O sinal fechado, ela acercou-se à janela do motorista e perguntou até onde ele seguiria.
“É bem no meu caminho.” – comentou a mulher à resposta dele. E, sem esperar por licença, fez a volta pela frente do carro e sentou-se na poltrona do caroneiro. Ele deixou; não era problema dar esta carona.
A mulher entrou no automóvel e o motorista estranhou o seu silêncio reservado, a distanciada altivez com que se deixava levar pelo caminho, sentada como se não estivesse ali.
E os olhos da mulher, percebeu o homem.
Uns olhos cinzas, pétreos, sem brilho.
Ele buscava conversar de quando em vez, perguntar qualquer coisa, apenas tentando vozes que acompanhassem a viagem além do rádio, mas a mulher – contrariando a simpatia que normalmente acompanha os que pedem o favor da carona – respondia com monossílabos, gestos curtos. Parecia incomodada.
E aqueles olhos sem vida.
Depois de certa insistência, o motorista desistiu da conversa: a caroneira não estava para maiores palavras. Apenas deixou que a viagem seguisse em silêncio.

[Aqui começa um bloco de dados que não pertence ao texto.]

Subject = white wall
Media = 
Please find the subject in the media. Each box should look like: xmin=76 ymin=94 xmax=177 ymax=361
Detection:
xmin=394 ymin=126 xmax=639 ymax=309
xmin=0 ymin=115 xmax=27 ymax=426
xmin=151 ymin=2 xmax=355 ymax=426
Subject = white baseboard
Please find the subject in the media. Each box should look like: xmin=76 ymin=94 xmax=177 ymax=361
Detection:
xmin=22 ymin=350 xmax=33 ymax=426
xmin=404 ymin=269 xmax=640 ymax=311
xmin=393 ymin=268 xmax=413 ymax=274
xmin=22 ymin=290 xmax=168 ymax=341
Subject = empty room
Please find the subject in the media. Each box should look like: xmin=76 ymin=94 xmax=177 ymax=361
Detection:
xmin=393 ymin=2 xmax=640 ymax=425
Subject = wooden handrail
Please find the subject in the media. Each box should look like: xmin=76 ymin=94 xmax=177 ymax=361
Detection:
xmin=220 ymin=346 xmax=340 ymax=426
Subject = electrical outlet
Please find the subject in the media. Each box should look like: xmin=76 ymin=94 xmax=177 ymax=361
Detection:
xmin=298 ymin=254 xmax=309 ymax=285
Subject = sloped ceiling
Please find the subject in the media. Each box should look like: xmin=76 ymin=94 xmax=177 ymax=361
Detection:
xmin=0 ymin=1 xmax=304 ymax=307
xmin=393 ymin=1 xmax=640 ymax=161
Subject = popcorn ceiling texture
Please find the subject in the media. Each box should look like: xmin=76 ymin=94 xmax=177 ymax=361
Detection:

Observava-a de soslaio, e não conseguia deixar de incomodá-lo a palidez excessiva da passageira, cujo rosto parecia coberto por uma fina camada de alvaiade, e aqueles lábios de vermelho cortante.
Mas, mais do que tudo, os olhos. Aqueles olhos que não pareciam dizer nada.
No cimo de uma ladeira, quase em frente ao cemitério municipal, a mulher lhe pediu que parasse. Podia descer agora, explicou, ali mesmo estava bom. Não havia casas em volta, observou o motorista.
Ela desceu e ele ficou a observá-la. Aquele silêncio, a brancura insalubre, os olhos sem nada.
“Moça!” – ele chamou, tentando que a pergunta soasse como uma espécie de piada – “Não me diga que a senhora vive aqui pelo cemitério!…”
Ela apenas sorriu fracamente, sem dizer nada, e seguiu caminho.
E ele percebeu, subitamente assustado, que o sorriso da mulher também não tinha vida.